I took a turn in my research by reading and observing cruise ships in Rotterdam, which led to my EYE film. My method for making the final film consisted of different elements and methodologies. In the film I ‘play’ with different narratives and bring them together, so there is this apparent/non-apparent contrast. In the making of this film I used different methodologies and brought them together in the final piece. The making of this film felt like a methodological investigation, where I was figuring out how this ‘story’ should be told, how I could create guidance and where to stop. I started by taking the mode of the observer, making images of the different ships from a distance. Next to this, I wanted to engage in a participatory mode. Some initial thoughts were to go aboard of the different ships to create a direct visual contrast between the tourist cruise and the cruise used to house refugees. However, it seemed impossible to access the ‘refugee cruise’ on short notice. Next to the practical impossibilities, there was a moral question, is it okay to portray vulnerable people for an art project? To create narration, being inspired by another artwork, I tried something new, I used myself as the presenter of different narratives between the Cruise ships. It was the first time to experiment with using both an observational mode and using myself as a physical narrator.







Next to this I also found a second hand Playmobil cruise ship, and used it to create a playful simplification, characterization of a tourist cruise ship.
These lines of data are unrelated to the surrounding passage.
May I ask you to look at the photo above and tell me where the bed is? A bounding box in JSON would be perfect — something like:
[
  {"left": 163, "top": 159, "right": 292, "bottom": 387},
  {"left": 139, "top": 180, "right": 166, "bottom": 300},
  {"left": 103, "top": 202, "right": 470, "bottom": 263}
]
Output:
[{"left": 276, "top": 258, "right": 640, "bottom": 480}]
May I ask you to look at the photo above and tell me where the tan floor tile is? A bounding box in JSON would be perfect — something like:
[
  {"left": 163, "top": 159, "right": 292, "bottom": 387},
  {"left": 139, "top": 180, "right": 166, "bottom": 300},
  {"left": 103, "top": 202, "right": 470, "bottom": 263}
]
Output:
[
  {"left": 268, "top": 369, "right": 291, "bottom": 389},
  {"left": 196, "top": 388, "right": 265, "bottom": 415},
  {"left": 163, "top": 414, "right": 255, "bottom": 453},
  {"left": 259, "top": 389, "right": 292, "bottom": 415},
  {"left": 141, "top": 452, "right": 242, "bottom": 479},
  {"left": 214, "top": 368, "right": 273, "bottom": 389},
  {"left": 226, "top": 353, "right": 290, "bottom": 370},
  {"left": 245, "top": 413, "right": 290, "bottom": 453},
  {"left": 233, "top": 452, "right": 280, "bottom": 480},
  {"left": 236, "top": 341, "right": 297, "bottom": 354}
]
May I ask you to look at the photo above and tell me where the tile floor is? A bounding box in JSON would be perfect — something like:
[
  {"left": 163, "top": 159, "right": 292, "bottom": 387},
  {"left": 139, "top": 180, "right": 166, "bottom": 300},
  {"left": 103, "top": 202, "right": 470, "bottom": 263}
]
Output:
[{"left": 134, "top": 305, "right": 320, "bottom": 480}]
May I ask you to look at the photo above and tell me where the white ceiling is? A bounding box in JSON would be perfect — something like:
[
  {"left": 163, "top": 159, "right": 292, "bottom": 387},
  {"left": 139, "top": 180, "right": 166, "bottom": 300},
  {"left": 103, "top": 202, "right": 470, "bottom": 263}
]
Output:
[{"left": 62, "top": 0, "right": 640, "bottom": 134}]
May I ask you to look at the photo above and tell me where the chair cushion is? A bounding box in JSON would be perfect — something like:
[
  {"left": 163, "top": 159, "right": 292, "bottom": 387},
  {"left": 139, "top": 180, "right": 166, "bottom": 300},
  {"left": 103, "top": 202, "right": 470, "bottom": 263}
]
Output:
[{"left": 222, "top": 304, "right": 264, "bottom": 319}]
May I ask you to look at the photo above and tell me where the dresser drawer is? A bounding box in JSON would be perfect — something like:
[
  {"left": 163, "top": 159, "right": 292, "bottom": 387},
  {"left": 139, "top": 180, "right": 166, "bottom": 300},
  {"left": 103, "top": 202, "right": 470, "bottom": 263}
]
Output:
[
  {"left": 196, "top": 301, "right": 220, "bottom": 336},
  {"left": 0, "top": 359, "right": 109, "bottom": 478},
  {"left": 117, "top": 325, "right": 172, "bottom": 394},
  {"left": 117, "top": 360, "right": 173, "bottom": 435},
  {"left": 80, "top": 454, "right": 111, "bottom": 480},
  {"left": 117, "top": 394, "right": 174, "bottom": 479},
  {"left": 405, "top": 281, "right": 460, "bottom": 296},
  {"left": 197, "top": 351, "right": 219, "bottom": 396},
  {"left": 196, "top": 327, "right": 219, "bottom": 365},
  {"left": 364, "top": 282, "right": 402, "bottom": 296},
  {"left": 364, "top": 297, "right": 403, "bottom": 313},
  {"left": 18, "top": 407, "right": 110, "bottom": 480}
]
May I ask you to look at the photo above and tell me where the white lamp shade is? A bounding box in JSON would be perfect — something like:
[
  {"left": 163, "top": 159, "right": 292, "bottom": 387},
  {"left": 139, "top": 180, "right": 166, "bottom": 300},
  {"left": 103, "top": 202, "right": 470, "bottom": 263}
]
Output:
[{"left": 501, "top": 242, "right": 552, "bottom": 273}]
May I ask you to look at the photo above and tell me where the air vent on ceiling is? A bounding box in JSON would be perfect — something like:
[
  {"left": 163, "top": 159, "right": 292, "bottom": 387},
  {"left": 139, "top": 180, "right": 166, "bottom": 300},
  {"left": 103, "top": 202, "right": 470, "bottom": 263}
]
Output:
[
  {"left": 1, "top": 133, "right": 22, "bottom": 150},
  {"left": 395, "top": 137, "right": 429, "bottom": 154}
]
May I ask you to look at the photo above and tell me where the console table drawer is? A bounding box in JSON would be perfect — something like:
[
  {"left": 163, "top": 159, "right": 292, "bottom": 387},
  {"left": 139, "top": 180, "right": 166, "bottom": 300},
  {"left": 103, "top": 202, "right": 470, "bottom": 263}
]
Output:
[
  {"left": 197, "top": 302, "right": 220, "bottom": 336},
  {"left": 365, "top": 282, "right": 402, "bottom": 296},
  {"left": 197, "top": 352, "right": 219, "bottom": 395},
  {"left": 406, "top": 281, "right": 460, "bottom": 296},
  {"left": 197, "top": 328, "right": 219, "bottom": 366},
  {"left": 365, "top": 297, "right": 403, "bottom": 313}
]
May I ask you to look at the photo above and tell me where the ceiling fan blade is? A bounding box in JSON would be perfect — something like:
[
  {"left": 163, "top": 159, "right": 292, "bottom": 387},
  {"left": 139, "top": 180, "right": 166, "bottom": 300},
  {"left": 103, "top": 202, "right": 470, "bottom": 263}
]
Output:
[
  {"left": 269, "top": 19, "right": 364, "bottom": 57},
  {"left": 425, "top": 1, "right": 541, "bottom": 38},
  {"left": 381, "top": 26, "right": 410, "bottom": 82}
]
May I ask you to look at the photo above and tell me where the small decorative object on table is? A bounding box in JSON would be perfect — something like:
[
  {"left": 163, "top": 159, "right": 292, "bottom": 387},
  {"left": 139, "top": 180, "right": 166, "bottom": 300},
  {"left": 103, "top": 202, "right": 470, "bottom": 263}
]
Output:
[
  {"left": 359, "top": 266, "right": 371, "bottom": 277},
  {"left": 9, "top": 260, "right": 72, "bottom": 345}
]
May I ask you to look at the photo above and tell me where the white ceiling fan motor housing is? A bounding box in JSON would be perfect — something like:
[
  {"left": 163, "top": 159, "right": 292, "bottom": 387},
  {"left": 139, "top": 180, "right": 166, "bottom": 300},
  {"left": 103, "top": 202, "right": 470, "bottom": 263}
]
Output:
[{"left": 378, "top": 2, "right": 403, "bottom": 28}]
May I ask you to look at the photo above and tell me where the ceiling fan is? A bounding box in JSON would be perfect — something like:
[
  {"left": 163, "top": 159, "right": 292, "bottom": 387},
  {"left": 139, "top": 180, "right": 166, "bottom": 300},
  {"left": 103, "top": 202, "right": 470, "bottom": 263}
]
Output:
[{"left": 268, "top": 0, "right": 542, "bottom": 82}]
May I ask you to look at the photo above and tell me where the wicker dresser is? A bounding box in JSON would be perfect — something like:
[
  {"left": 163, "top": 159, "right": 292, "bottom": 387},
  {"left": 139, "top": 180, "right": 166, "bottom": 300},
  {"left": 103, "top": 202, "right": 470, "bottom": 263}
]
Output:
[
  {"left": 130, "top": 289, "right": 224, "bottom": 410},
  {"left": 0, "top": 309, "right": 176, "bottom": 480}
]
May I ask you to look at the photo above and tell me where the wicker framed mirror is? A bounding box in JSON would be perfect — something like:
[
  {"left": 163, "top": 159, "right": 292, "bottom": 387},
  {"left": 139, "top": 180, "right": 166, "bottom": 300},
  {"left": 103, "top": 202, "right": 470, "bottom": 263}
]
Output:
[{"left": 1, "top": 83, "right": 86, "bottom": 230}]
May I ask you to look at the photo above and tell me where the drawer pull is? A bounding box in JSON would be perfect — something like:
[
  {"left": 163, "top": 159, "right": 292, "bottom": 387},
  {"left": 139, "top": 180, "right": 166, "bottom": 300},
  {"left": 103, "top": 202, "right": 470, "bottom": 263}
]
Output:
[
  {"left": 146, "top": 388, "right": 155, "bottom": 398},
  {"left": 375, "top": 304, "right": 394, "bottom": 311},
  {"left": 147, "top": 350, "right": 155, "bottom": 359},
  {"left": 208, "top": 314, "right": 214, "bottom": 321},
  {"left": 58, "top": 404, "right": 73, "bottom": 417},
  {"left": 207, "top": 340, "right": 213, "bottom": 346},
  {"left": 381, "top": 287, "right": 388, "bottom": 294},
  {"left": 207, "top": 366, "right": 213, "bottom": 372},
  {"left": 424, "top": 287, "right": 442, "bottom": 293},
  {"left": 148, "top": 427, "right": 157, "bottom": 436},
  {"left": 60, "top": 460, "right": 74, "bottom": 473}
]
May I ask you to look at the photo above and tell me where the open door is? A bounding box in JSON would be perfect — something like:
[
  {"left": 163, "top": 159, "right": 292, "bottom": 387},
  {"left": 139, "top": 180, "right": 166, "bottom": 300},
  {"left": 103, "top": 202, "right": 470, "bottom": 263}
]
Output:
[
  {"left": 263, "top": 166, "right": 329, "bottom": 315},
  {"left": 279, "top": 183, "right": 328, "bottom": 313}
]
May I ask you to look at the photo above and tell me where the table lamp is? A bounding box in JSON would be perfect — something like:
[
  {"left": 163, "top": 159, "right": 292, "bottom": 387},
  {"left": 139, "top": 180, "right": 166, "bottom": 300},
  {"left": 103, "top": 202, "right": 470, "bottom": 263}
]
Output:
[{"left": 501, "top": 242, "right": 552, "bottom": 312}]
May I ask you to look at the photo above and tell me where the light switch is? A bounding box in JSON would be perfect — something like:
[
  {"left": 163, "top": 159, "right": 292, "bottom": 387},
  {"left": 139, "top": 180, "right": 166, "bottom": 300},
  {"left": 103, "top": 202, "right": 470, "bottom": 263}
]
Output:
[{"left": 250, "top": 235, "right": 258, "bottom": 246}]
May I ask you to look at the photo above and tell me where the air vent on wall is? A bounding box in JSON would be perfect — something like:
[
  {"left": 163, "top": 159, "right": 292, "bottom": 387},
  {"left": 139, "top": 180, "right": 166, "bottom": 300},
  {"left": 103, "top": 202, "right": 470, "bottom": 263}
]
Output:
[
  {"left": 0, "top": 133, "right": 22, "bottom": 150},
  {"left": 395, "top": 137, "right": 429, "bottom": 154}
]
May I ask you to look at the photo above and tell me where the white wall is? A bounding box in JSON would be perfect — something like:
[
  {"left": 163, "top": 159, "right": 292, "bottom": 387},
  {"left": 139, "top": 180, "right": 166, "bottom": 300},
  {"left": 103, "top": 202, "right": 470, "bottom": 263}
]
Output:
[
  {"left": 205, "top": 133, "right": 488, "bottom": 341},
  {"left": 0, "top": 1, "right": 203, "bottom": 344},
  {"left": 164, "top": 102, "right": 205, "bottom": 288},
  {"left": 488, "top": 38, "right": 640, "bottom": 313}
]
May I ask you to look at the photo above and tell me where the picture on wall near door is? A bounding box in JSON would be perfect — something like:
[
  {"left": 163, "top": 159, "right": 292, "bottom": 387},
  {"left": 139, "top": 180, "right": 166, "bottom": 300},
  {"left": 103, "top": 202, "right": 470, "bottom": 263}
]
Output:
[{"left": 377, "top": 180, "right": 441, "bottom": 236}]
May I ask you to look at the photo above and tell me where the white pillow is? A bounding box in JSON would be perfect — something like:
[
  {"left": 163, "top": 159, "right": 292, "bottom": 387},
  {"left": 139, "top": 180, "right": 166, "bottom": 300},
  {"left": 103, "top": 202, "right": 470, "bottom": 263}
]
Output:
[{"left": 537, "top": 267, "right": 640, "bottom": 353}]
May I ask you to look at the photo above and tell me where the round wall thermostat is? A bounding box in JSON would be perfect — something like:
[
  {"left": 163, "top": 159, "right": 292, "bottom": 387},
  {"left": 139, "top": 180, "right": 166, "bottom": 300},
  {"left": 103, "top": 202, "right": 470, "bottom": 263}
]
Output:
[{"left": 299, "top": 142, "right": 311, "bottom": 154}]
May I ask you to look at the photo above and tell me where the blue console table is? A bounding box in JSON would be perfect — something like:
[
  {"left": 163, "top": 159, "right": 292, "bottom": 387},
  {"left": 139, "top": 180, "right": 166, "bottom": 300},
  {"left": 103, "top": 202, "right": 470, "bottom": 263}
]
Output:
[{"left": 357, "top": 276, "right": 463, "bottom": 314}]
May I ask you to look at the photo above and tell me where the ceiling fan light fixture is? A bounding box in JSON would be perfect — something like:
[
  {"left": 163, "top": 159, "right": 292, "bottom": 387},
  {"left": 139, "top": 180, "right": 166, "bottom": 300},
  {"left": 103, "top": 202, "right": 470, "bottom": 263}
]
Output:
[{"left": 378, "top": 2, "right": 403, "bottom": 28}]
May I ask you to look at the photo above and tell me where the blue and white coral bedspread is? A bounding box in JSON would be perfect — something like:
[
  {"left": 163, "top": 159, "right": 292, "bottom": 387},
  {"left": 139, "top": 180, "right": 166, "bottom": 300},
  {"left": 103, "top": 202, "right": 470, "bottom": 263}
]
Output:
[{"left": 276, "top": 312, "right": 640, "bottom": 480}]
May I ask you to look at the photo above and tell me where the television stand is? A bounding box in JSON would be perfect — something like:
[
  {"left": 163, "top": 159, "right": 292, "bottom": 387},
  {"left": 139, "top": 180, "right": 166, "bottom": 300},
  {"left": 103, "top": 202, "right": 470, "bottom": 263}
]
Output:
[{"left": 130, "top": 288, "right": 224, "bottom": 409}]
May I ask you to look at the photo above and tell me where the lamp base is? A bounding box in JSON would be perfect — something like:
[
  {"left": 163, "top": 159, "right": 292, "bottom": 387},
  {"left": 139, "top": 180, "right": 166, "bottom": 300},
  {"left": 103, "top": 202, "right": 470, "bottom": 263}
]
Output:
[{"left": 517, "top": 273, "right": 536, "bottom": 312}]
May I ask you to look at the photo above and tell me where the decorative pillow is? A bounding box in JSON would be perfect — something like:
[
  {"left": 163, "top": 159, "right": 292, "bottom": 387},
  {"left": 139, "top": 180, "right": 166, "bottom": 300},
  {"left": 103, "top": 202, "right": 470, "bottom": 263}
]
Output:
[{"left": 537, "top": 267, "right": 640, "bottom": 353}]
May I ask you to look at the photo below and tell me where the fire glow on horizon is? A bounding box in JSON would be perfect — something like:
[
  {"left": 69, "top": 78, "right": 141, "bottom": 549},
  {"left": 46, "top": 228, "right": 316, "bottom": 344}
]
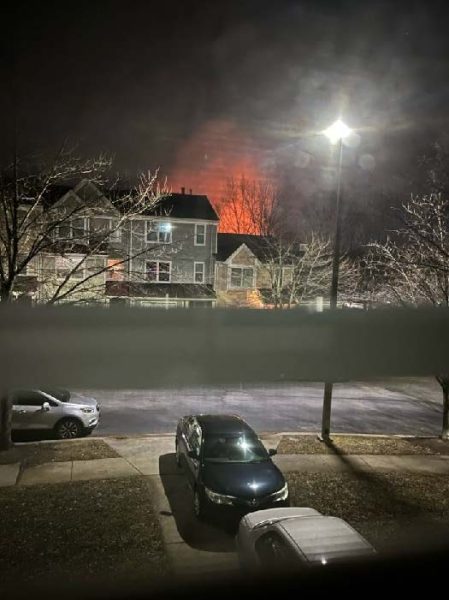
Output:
[{"left": 167, "top": 119, "right": 271, "bottom": 233}]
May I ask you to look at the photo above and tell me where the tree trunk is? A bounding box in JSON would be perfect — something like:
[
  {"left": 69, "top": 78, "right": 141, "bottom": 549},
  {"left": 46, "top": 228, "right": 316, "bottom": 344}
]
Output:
[
  {"left": 0, "top": 282, "right": 13, "bottom": 303},
  {"left": 436, "top": 376, "right": 449, "bottom": 440},
  {"left": 0, "top": 393, "right": 12, "bottom": 451}
]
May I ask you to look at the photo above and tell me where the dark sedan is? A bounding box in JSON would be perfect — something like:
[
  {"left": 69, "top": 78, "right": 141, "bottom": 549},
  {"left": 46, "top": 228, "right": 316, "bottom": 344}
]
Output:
[{"left": 175, "top": 414, "right": 289, "bottom": 519}]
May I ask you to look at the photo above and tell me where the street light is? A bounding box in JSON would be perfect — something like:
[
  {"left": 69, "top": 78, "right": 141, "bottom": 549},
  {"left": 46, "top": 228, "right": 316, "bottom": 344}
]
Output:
[{"left": 320, "top": 119, "right": 352, "bottom": 441}]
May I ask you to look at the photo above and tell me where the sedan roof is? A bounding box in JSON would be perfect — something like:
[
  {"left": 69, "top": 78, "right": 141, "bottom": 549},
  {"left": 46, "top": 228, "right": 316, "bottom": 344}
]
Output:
[
  {"left": 278, "top": 516, "right": 375, "bottom": 564},
  {"left": 195, "top": 414, "right": 254, "bottom": 435}
]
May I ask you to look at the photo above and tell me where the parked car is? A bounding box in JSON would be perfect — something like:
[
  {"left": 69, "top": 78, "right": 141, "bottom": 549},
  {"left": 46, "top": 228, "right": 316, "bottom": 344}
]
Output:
[
  {"left": 10, "top": 388, "right": 100, "bottom": 439},
  {"left": 175, "top": 414, "right": 288, "bottom": 519},
  {"left": 236, "top": 507, "right": 376, "bottom": 572}
]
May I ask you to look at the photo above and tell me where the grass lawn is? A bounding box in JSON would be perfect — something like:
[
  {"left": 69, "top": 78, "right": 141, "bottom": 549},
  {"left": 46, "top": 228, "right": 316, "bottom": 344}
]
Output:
[
  {"left": 0, "top": 477, "right": 169, "bottom": 589},
  {"left": 287, "top": 470, "right": 449, "bottom": 552},
  {"left": 0, "top": 438, "right": 119, "bottom": 466},
  {"left": 278, "top": 435, "right": 449, "bottom": 455}
]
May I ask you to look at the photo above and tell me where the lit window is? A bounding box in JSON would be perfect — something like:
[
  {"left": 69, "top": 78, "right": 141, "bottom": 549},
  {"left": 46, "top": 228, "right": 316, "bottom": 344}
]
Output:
[
  {"left": 106, "top": 259, "right": 124, "bottom": 281},
  {"left": 195, "top": 224, "right": 206, "bottom": 245},
  {"left": 146, "top": 261, "right": 171, "bottom": 282},
  {"left": 194, "top": 262, "right": 205, "bottom": 283},
  {"left": 146, "top": 221, "right": 172, "bottom": 243}
]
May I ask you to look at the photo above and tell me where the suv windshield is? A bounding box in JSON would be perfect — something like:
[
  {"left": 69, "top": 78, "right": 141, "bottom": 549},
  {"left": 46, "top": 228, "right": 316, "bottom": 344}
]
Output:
[
  {"left": 42, "top": 389, "right": 71, "bottom": 402},
  {"left": 203, "top": 434, "right": 269, "bottom": 463}
]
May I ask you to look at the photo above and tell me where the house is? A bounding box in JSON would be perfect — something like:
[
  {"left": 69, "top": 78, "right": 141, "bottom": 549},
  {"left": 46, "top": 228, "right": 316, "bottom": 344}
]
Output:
[
  {"left": 106, "top": 188, "right": 219, "bottom": 307},
  {"left": 22, "top": 180, "right": 219, "bottom": 307},
  {"left": 214, "top": 233, "right": 297, "bottom": 308}
]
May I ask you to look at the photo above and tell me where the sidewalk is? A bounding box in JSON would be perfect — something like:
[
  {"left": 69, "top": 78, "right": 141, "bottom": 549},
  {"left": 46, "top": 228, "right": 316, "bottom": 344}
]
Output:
[{"left": 2, "top": 435, "right": 449, "bottom": 487}]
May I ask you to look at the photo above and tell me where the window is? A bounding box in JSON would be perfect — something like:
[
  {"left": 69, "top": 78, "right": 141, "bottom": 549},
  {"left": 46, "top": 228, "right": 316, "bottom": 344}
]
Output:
[
  {"left": 86, "top": 256, "right": 106, "bottom": 278},
  {"left": 54, "top": 217, "right": 88, "bottom": 240},
  {"left": 56, "top": 256, "right": 84, "bottom": 279},
  {"left": 41, "top": 255, "right": 97, "bottom": 280},
  {"left": 255, "top": 532, "right": 299, "bottom": 570},
  {"left": 91, "top": 217, "right": 121, "bottom": 242},
  {"left": 146, "top": 260, "right": 171, "bottom": 282},
  {"left": 11, "top": 390, "right": 46, "bottom": 407},
  {"left": 194, "top": 262, "right": 205, "bottom": 283},
  {"left": 146, "top": 221, "right": 172, "bottom": 243},
  {"left": 106, "top": 259, "right": 125, "bottom": 281},
  {"left": 187, "top": 419, "right": 202, "bottom": 457},
  {"left": 72, "top": 217, "right": 88, "bottom": 239},
  {"left": 195, "top": 223, "right": 206, "bottom": 245},
  {"left": 230, "top": 267, "right": 254, "bottom": 289}
]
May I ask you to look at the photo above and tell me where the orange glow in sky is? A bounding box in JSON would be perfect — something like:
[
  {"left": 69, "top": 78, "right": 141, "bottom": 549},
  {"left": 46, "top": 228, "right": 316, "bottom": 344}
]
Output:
[{"left": 167, "top": 120, "right": 270, "bottom": 232}]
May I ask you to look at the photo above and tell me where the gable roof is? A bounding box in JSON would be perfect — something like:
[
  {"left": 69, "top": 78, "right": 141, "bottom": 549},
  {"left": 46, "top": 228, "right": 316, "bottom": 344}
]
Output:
[
  {"left": 141, "top": 192, "right": 219, "bottom": 221},
  {"left": 216, "top": 233, "right": 272, "bottom": 262},
  {"left": 46, "top": 183, "right": 218, "bottom": 222}
]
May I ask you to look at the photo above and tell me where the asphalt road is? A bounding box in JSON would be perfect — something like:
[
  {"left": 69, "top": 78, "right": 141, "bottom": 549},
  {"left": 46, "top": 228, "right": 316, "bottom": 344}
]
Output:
[{"left": 78, "top": 379, "right": 444, "bottom": 437}]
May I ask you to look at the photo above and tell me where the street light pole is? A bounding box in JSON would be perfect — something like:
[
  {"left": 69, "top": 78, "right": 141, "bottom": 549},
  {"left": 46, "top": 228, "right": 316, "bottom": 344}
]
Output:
[{"left": 319, "top": 120, "right": 351, "bottom": 441}]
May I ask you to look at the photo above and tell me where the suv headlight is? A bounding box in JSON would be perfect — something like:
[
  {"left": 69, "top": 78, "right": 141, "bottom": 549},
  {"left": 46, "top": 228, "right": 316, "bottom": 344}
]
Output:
[
  {"left": 81, "top": 407, "right": 94, "bottom": 414},
  {"left": 272, "top": 483, "right": 289, "bottom": 502},
  {"left": 204, "top": 487, "right": 235, "bottom": 505}
]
In the end these different elements came together in the ‘final’ film, and to me, it was mostly a try out of putting together methodologies that I never used in that way.


Caption







Reflecting on my self-directed research of the first two semesters, I see that it is building on my personal practice a lot. I work as a video journalist and for my first try out I couldn’t avoid interviewing people. Also, the observational mode in the drafts I made or in the cruise ship film felt very much in line with previous works. Thematically I have noticed in the eye film and in other projects that I am looking for clashes, juxtapositions, paradoxes, unintended poetics in day to day life.

However, the process of the eye project opened up new insights on combinations of methodologies, created room for reflection that left me with more questions. Especially the seminar of Cihad Caner really confronted me and challenged me to look at how to incorporate, adjust or add other or new angles in my working method. A personal urgency to work with socially engaged stories was challenged by Cihad’s seminar because I was left with a general question. How can I make a social impact by making art, or to what extent is that possible?

Looking into the future, I want to refine my Eye project and research further on questions emerging from this project. In parallel, there is the utopia concept that I want to study further and besides this there are two different ideas I want to explore: An audio and rhythm driven experimental film and a fictional film that explores magic realism.